During the War of 1812, Nine Mile Portage and Willow Depot were crucial in getting provisions to the British post at Fort Michilimackinac. After their supply line through Lake Erie and Detroit was cut in 1813, the portage and depot allowed the British forces, Aboriginal Peoples, and fur traders to maintain control of the upper Great Lakes and the country west of Lake Michigan to the headwaters of the Mississippi River until the end of the war.

Nine Mile Portage was a trail leading from Kempenfelt Bay, on Lake Simcoe, to Willow Creek, a tributary of the Nottawasaga River, which flows into Georgian Bay at Wasaga Beach. Willow Depot, located on high ground about a mile from Willow Creek, was built as a storage and shipping post for goods coming over the portage. In 1814, Nine Mile Portage and Willow Depot were an important link in a logistical chain that stretched from York to the British post at Fort Michilimackinac on Mackinac Island. This military and fur trading post, located in the strait connecting Lake Huron and Lake Michigan, was key to the control of the upper lakes and the upper Mississippi River country to the west. The British alliance with the western First Nations also depended on retaining Michilimackinac as a supply post for the distribution of provisions.

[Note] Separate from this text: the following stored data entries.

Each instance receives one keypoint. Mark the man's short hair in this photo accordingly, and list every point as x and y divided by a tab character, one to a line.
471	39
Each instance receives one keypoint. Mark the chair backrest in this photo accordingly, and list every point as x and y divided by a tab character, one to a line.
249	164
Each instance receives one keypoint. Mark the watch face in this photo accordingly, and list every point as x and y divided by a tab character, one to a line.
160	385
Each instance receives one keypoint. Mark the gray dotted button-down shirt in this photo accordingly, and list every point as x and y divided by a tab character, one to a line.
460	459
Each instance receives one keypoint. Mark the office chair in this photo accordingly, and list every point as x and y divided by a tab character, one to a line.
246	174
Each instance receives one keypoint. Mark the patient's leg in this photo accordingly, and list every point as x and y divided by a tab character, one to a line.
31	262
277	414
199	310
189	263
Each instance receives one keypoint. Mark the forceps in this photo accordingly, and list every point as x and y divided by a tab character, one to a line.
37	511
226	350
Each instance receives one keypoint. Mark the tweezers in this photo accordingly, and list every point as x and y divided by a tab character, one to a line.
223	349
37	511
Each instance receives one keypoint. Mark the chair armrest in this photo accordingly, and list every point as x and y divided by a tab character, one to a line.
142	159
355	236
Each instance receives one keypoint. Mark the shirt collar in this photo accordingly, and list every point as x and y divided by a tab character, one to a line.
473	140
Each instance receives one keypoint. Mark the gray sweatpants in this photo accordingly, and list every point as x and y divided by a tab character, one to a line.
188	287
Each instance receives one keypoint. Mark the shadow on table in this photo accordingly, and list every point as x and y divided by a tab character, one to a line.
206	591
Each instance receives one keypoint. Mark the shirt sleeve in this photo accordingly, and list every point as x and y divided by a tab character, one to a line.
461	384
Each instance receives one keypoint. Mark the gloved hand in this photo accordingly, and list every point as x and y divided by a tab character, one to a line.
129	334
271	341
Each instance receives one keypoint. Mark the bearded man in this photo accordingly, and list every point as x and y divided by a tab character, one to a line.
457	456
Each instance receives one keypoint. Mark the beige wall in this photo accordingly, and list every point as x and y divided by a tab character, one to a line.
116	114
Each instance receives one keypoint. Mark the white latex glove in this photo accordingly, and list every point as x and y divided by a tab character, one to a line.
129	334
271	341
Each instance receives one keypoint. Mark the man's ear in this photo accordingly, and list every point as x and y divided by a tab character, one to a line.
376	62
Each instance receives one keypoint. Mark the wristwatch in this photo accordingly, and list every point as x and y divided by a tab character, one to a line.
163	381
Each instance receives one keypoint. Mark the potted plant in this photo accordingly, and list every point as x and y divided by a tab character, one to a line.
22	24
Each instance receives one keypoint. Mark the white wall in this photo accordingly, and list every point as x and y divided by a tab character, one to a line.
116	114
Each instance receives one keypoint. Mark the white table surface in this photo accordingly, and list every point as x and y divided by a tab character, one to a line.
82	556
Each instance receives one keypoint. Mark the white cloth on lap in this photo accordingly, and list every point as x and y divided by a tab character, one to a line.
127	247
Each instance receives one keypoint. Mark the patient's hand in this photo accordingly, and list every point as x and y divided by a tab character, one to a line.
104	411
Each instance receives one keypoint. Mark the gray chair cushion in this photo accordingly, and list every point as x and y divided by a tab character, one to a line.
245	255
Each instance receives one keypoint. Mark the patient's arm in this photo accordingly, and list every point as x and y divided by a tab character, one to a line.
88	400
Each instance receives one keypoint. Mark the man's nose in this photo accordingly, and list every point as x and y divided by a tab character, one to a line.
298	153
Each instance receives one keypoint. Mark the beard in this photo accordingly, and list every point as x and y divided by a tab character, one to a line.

After the British forces had lost control of Lake Erie and the Detroit River in the autumn of 1813, their position at Fort Michilimackinac was in jeopardy. Cut off from the supply base at Detroit, the fort relied on troop reinforcements, provisions and supplies that could only be sent from York up Yonge Street, over Nine Mile Portage, and across Lake Huron. An expedition led by Lieutenant-Colonel Robert McDouall in the winter of 1814 improved the rough track of Nine Mile Portage and began shipping goods across it, saving the Mackinac garrison and Aboriginal allies from imminent starvation. Subsequent delivery of supplies over the portage before the American squadron could sail into Lake Huron in July not only provided the post with the resources to defeat an American attack in August, but allowed it to send a relief expedition to the headwaters of the Mississippi River to retake the fur trading community of Prairie du Chien, recently captured by an American force. Once the blockading American schooners, Tigress and Scorpion, were captured in September, provisions and supplies again flowed over Nine Mile Portage to set the stage for a planned British campaign in 1815, but the signing of the Treaty of Ghent in December of 1814 brought an end to the war.

Following the War of 1812, Nine Mile Portage and Willow Depot remained useful to transport supplies to the new naval and military base at Penetanguishene and as a convenient route for travellers to and from the upper Great Lakes and the northwest, until it was replaced in the 1850s by a railway from Toronto to Collingwood on Georgian Bay.